With a name that comes from the crossing of two words, Ollanta (proper name) ytambo (grocery store), alluding to an Inca legend, it can be said that the celebrations are chained throughout December and January from the Misk’a Raymi (an agrarian festivity to celebrate the first harvest of corn) to the traditional Fall of Kings from January 5 to 8, passing through the Sinkuy with which the year is inaugurated.
Let’s go in parts. The Sinkuy is a bowling game that takes place on January 1 and is organized by the mayors of the district communities on the occasion of their inauguration. The beautiful main square of Ollantaytambo is the meeting point for young people, who come dressed in their regional dress but with a special floral decoration. In addition, they carry pitchers of chicha and various viands, including breads with animal form.
The bowls are of wood decorated with red flowers and must be demolished with two balls of the same material that are throwing mixed pairs, the first of them formed by the Mayor and the wife of a varayoc (head of community). Each round involves putting money into a fund with which the varayocs will invite later, when they return, to the members of their respective communities. Background music rhythmically sounds pututus (wind instruments made with horn of cow).
Days later, beginning January 5, another chapter begins: the Descent of Kings. The huariruros (inhabitants of the communities of Huilloq and Patacancha), led by their varayocs and wearing an intense red color, march in a festive parade to Ollantaytambo carrying the Boy Jesus de Marcacocha – identified syncretically with Melchor – and accompanied by groups of traditional dance Who play a dance called huallata.

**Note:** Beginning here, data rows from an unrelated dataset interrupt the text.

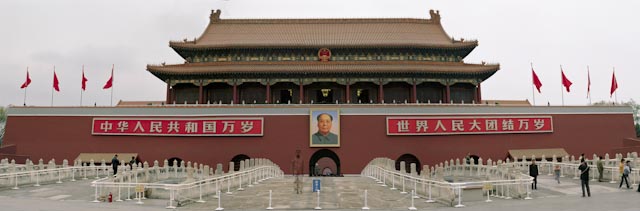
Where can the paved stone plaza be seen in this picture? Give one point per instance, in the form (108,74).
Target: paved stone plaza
(339,193)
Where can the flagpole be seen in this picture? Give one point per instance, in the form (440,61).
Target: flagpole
(616,91)
(81,85)
(561,83)
(54,75)
(589,85)
(533,92)
(24,102)
(112,67)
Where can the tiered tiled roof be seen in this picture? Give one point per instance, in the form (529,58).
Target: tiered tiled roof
(323,33)
(331,67)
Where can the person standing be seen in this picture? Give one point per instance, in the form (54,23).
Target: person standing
(623,178)
(625,174)
(600,169)
(533,172)
(556,171)
(584,177)
(115,163)
(131,162)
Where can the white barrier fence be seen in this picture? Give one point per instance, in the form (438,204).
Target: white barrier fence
(194,181)
(503,181)
(190,191)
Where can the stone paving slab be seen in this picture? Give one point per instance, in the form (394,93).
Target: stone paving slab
(344,193)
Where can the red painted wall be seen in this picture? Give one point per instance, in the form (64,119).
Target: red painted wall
(362,139)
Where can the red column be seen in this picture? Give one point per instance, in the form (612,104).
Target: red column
(478,94)
(415,93)
(235,93)
(380,93)
(268,100)
(348,94)
(301,100)
(200,95)
(447,96)
(168,92)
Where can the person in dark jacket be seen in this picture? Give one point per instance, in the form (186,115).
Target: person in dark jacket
(115,163)
(533,172)
(584,177)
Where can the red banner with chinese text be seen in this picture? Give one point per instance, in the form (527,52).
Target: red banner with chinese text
(468,125)
(179,127)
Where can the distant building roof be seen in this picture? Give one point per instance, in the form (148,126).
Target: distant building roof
(261,33)
(139,103)
(507,102)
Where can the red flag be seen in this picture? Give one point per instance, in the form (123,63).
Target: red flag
(84,80)
(109,83)
(588,82)
(536,80)
(55,82)
(614,83)
(565,81)
(27,82)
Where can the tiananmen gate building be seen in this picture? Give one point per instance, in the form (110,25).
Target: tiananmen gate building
(342,91)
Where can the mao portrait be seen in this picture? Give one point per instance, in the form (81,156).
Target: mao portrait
(325,128)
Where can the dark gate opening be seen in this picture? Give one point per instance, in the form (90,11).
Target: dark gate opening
(175,159)
(236,161)
(323,153)
(408,159)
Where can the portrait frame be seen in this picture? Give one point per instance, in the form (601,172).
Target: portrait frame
(333,138)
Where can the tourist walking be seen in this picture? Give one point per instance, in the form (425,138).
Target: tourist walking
(600,165)
(115,163)
(556,172)
(533,172)
(625,174)
(584,177)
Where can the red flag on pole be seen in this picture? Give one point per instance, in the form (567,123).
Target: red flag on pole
(614,83)
(109,83)
(55,82)
(536,80)
(588,82)
(84,80)
(565,81)
(27,82)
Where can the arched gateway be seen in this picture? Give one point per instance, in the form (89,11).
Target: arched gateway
(322,154)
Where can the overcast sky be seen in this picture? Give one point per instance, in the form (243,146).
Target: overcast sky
(134,33)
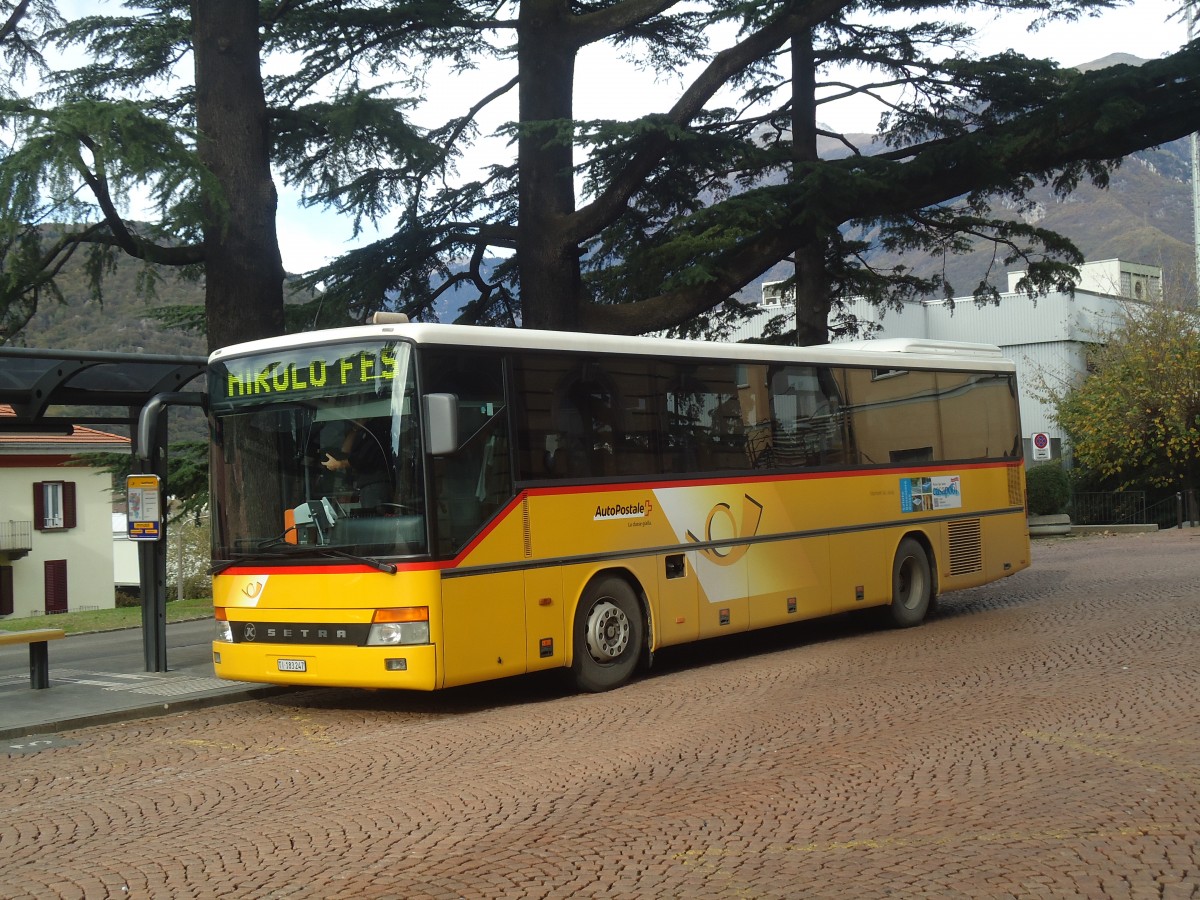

The entourage is received in the church of Niño Samachina by dancers who perform more typical dances, symbolizing the union of the peoples of the puna. Marcacocha’s Baby Jesus meets the images of the two local children and they dance around.
The following day, in the afternoon, there is a curious bullfight popular in an improvised bullring, in which the bull must be free, without blows, and the crutches are replaced by the native colored ponchos. The processions and festivals are prolonged.
Finally, on the 8th, the fiestas end and the members of the parade return to their home villages.